Mr Bright Wireku-Brobbey, Deputy Minister of Employment and Labour Relations, at a media launch of the 2017 International Day against Child Labour in Accra, called for strengthened stakeholder collaboration in the fight against child labour.
Describing the menace as a “pervasive social canker, “he said that although child labour remains unacceptable, it continued to be prevalent. In many deprived communities especially, where opportunities are dwindling, with every fifth child directly affected and more than one-in-ten children (14.2 percent) engaged in the worst forms, particularly hazardous works.
Mr Wireku-Brobey said the annual event which will be observed on June 12, was instituted by the United Nations, and focuses on the global theme, “In Conflicts and Disasters, Protect Children from Child Labour.” This event is to address the devastating impact of these situations on people, particularly children in areas disposed to armed conflicts and natural disasters.
However, Ghana has domesticated the theme by focusing on “Mobilising Resources for Effective Implementation of National Plan of Action II,” which is currently before Parliament awaiting its approval and expected to span from 2016 to 2020 when passed.

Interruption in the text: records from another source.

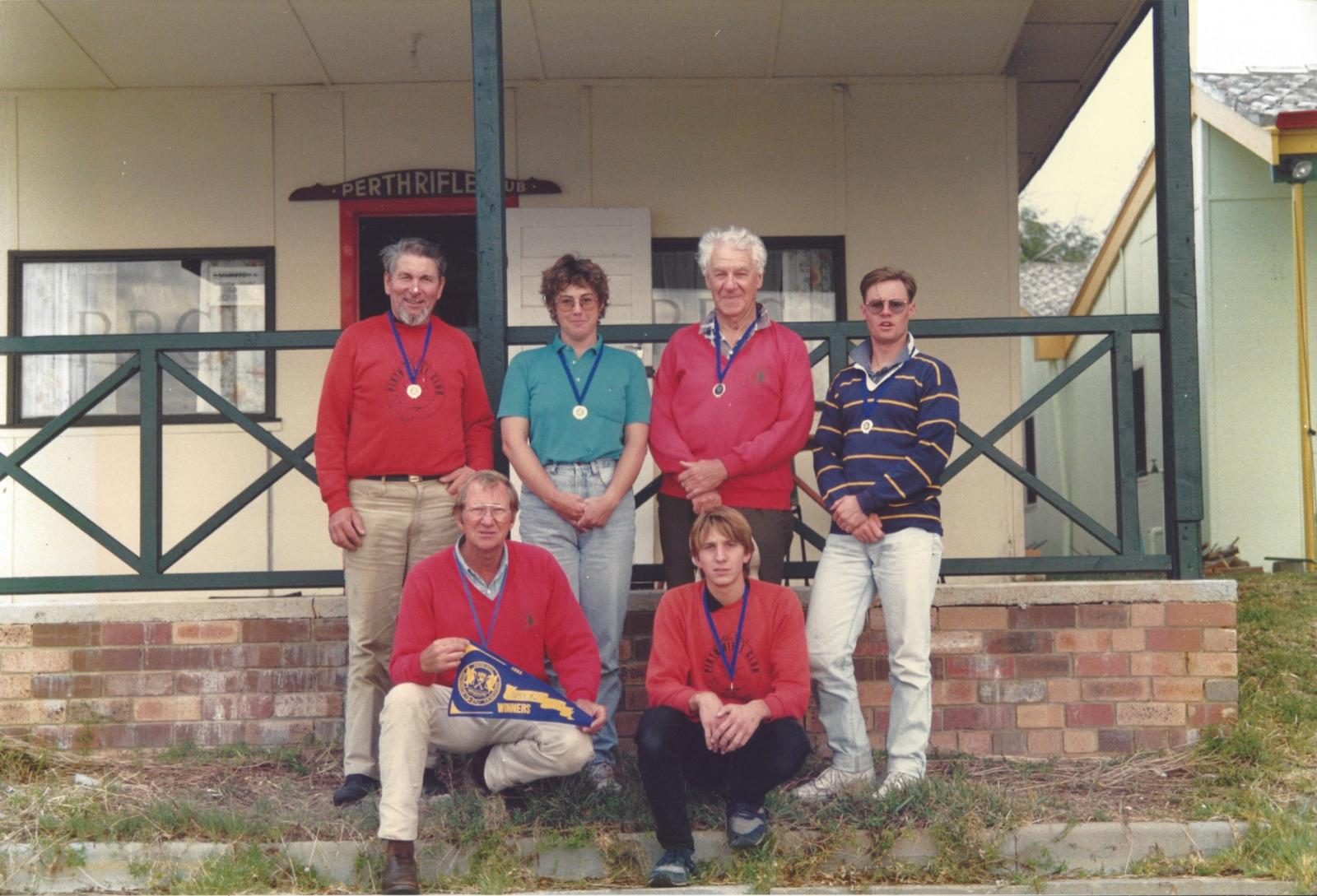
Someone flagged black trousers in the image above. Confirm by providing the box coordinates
[657,494,794,588]
[636,707,810,850]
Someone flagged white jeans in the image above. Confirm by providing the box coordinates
[805,529,942,778]
[379,681,594,839]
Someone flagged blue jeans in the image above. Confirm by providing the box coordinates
[520,461,636,762]
[805,529,942,778]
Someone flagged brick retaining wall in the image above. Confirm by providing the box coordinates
[0,582,1240,756]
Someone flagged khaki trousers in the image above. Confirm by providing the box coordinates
[342,479,458,778]
[379,681,594,839]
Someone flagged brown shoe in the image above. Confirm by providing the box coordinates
[379,839,420,894]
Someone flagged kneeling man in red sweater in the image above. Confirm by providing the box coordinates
[379,470,606,894]
[636,507,810,887]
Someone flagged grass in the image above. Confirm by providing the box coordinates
[0,573,1317,892]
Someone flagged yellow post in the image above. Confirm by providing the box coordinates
[1289,183,1317,573]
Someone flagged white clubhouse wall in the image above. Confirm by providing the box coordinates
[0,77,1023,594]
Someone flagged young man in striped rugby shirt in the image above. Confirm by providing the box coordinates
[792,267,960,800]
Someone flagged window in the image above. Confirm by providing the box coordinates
[652,237,845,323]
[9,248,274,425]
[1134,367,1148,476]
[1025,417,1038,507]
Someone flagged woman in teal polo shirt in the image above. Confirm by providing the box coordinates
[498,254,649,787]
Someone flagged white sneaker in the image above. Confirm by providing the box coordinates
[873,771,919,800]
[584,762,621,791]
[788,766,876,802]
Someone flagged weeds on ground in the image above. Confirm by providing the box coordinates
[1189,573,1317,892]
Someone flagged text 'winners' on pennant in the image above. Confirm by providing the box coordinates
[448,645,594,727]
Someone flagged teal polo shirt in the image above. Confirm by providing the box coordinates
[498,336,649,463]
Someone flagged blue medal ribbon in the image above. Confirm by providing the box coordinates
[389,309,435,383]
[453,547,507,650]
[714,312,759,399]
[700,580,749,691]
[558,340,603,406]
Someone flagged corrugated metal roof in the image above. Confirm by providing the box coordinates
[1019,262,1089,317]
[1194,66,1317,127]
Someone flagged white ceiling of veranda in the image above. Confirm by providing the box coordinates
[0,0,1144,183]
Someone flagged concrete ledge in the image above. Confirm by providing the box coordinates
[0,579,1238,625]
[0,821,1264,894]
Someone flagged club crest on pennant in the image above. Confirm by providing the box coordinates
[457,659,503,707]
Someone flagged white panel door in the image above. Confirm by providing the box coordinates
[507,208,657,563]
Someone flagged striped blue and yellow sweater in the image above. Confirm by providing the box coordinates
[812,338,960,534]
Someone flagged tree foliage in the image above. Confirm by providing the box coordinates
[1019,205,1098,263]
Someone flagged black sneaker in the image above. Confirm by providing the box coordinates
[649,848,696,887]
[727,802,768,850]
[333,775,379,806]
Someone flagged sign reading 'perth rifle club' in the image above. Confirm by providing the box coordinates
[288,169,562,202]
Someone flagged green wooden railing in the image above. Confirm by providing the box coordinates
[0,314,1172,593]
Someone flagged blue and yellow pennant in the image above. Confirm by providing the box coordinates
[448,645,594,727]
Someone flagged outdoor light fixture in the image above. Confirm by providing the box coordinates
[1271,156,1317,184]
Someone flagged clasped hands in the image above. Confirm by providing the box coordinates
[690,691,770,753]
[549,490,617,532]
[677,459,727,513]
[417,638,608,734]
[832,494,882,545]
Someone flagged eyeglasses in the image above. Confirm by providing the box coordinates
[463,504,512,522]
[553,296,599,312]
[864,299,911,314]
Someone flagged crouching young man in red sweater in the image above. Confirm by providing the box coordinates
[636,507,810,887]
[379,470,607,894]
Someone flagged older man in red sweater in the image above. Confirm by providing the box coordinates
[636,507,810,887]
[649,226,814,588]
[379,471,607,894]
[316,238,494,805]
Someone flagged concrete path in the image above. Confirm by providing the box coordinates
[0,821,1295,896]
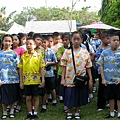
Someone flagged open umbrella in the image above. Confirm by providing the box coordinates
[80,22,120,30]
[0,30,7,34]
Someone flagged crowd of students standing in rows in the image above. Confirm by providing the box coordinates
[0,30,120,120]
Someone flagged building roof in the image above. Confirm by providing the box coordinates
[25,20,76,33]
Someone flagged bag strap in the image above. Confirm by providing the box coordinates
[70,43,76,74]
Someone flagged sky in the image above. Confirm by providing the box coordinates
[0,0,102,15]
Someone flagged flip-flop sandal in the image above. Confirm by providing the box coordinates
[1,115,7,119]
[9,114,15,118]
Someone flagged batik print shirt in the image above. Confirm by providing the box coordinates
[97,49,120,84]
[61,48,92,87]
[0,50,20,84]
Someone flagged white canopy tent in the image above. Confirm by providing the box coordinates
[7,22,26,34]
[80,22,120,30]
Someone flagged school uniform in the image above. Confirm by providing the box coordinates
[0,50,19,105]
[61,48,92,107]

The NPA II, among other objectives, calls for coordinated actions aimed at stronger integration and first, addressing child labour in humanitarian responses. This is to target root causes of the problem through education, social protection, livelihood interventions and access to decent work for adults, and upholding the human rights of refugee and displaced children from child labour and trafficking, he said.
Mr Emmanuel Kwame Mensah, a Representative from the International Labour Organisation, said the annual celebration provided a key platform for global and national advocacy against child labour through marketing of the day, and a further assessment of progress and strategies.